Sedangkan orang yang menghina, keadaannya tidaklah demikian, dia tahu bahwa orang Islam haruslah membesarkan, mengagungkan dan memuliakan Allah sejak mula pertama dia masuk Islam dengan mengucapkan syahadat bahwa tidak ada Tuhan yang berhak disembah kecuali Allah dan Muhammad adalah Rasulullah…dan dia tahu –sejak saat pertama– bahwa dia tidak boleh sama sekali menghina Allah Ta`ala atau mencemooh sedikitpun di antara agama dan ayat-ayat-Nya…orang yang keadaannya demikian, maka bagaimana mungkin ia diberi udzur jahl (bodoh/tidak tahu) atau dengan suatu Maani` di antara Mawaani`ut takfiir kecuali Ikroh (dalam keadaan dipaksa)!!?[4]

Allah Ta’ala berfriman:

مَنْ كَفَرَ بِاللَّهِ مِنْ بَعْدِ إِيمَانِهِ إِلَّا مَنْ أُكْرِهَ وَقَلْبُهُ مُطْمَئِنٌّ بِالْإِيمَانِ وَلَكِنْ مَنْ شَرَحَ بِالْكُفْرِ صَدْرًا فَعَلَيْهِمْ غَضَبٌ مِنَ اللَّهِ وَلَهُمْ عَذَابٌ عَظِيمٌ

“Barangsiapa yang kafir kepada Allah sesudah dia beriman kecuali orang yang dipaksa sedang hatinya tenteram (tetap) dengan iman, tetapi barangsiapa yang hatinya terbuka dadanya menerima kekafiran, maka atas mereka kemurkaan dari Allah. Dan bagi mereka adzab yang besar.” (QS. An-Nahl 106).
Syeikh Muhammad bin `Abdul Wahhab rahimahullah mengatakan:

فلم يعذر الله من هؤلاء إلا من أكره مع كون قلبه مطمئناً بالإيمان، وأما غير هذا فقد كفر بعد إيمانه سواء فعله خوفاً أو مداراة، أو مشحة بوطنه، أو أهله أو عشيرته، أو ماله أو فعله على وجه المزح، أو لغير ذلك من الأغراض إلا المكره، والآية تدل على هذا من جهتين: الأولى قوله: {إلا من أكره} فلم يستثني الله إلا المكره، والثانية قوله تعالى: {ذلك بأنهم استحبوا الحياة الدنيا على الآخرة}، فصرح أن هذا الكفر والعذاب لم يكن بسبب الاعتقاد أو الجهل أو البغض للدين، أو محبة الكفر، وإنما سببه أن له في ذلك حظاً من حظوظ الدنيا فآثره على الدين

“Allah tidak memberi udzur kepada orang-orang yang kafir kepada-Nya, kecuali orang yang dipaksa sedangkan hatinya tetap mantap dengan keimanan. Adapun alasan selain ini, maka sesungguhnya dia telah kafir sesudah beriman. Sama saja apakah dia melakukannya karena takut atau untuk mencari muka, atau untuk mengutamakan kepentingan negerinya, atau keluarganya atau kerabatnya atau hartanya, ataukah dia melakukannya dengan niat berseloroh atau dengan motif-motif tujuan lain selain mukroh (dalam keadaan dipaksa).[5]
Alasan berikutnya, mengapa para penghina Nabi Muhammad Shallallahu ‘alaihi wa sallam tak bisa dimaafkan, sehingga tak bisa menyelamatkannya dari hukuman mati adalah:

Memberi ma`af dan tidaknya adalah hak khusus Nabi Muhammad Shallallahu ‘alaihi wa sallam, beliau berhak memberi maaf dan berhak pula untuk tidak memberi maaf terhadap orang yang menghina pribadinya, dan dua hal itu memang benar pernah dilakukan oleh Nabi Shallallahu ‘alaihi wa sallam dalam kehidupannya.
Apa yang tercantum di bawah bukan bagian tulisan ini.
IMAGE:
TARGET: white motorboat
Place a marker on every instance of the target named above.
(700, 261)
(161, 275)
Akan tetapi sesudah wafatnya, maka siapa di antara ummat yang diberi hak untuk memberi maaf atas hak yang hanya khusus dimiliki Nabi Shallallahu ‘alaihi wa sallam?

Tak ada keraguan lagi bahwa tak ada seorangpun yang dapat mengklaim untuk dirinya hak istimewa ini, maka dari itu para sahabat dahulu tidak memandang ada hukuman lain yang pantas bagi orang yang mencaci Nabi Shallallahu ‘alaihi wa sallam atau menghinanya, selain hukuman mati.
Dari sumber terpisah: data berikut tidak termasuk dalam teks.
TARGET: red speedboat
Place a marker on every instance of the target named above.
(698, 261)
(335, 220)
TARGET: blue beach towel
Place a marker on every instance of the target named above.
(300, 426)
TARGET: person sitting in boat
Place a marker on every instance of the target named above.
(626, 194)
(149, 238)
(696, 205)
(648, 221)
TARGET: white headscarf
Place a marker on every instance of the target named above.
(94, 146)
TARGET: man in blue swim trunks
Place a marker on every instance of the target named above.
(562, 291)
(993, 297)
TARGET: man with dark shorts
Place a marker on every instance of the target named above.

Adalah Abu Bakar Ash-Shiddiq Radhiyallahu ‘anhu pernah mengatakan:

إن حد الأنبياء ليس يشبه الحدود. من حيث القصاص والجزاء في الدنيا والآخرة، ومن حيث إمكانية العفو؛ فإن أمكن إسقاط بعض الحدود بعفو المحقين عن المحقوقين، فإنه لا يمكن إسقاط حد الأنبياء، لأنه لا أحد بعد وفاتهم مخول بالعفو عن حق هو خاص بهم.
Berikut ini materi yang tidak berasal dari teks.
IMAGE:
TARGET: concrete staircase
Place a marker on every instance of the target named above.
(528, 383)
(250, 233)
“Sesungguhnya had para Nabi (yakni hukuman yang berlaku atas diri orang yang mencaci dan menghina) para Nabi tidaklah serupa dengan had-had hukuman biasa, dari sisi qishash dan balasannya di dunia dan akhirat, dan dari sisi pemberian maaf; jika ada kemungkinan menggugurkan sebagian had hukuman karena adanya pemberian maaf dari orang-orang yang berhak atas qishash terhadap orang-orang yang berhak diqishash, maka sesungguhnya tak ada kemungkinan menggugurkan had para Nabi, oleh karena tak seorangpun sesudah wafat mereka yang diberi hak untuk memberi ma`af atas hak yang hanya khusus menjadi milik mereka.”[6] Wallahu a’lam. 

______________________
[1] Ash Shaarim Al Masluul, hal: 17, 512, 546.
[2] Diriwayatkan dari Ibnu Umar, Muhammad bin Ka’ab, Zaid bin Aslam dan Qotadah, hadits dengan rangkuman sebagai berikut. Disebutkan bahwa pada suatu perjalanan perang (yaitu perang Tabuk), ada orang di dalam rombongan tersebut yang berkata, “Kami tidak pernah melihat seperti para ahli baca Al-Qur’an ini (yang dimaksudkan adalah Rasulullah shallallahu ‘alaihi wa sallam dan para sahabatnya), kecuali sebagai orang yang paling buncit perutnya, yang paling dusta ucapannya dan yang paling pengecut tatkala bertemu dengan musuh.”
(Mendengar hal ini), ‘Auf bin Malik radhiyallahu ‘anhu berkata kepada orang tersebut, “Engkau dusta, kamu ini munafik. Aku akan melaporkan ucapanmu ini kepada Rasulullah shallallahu ‘alaihi wa sallam.”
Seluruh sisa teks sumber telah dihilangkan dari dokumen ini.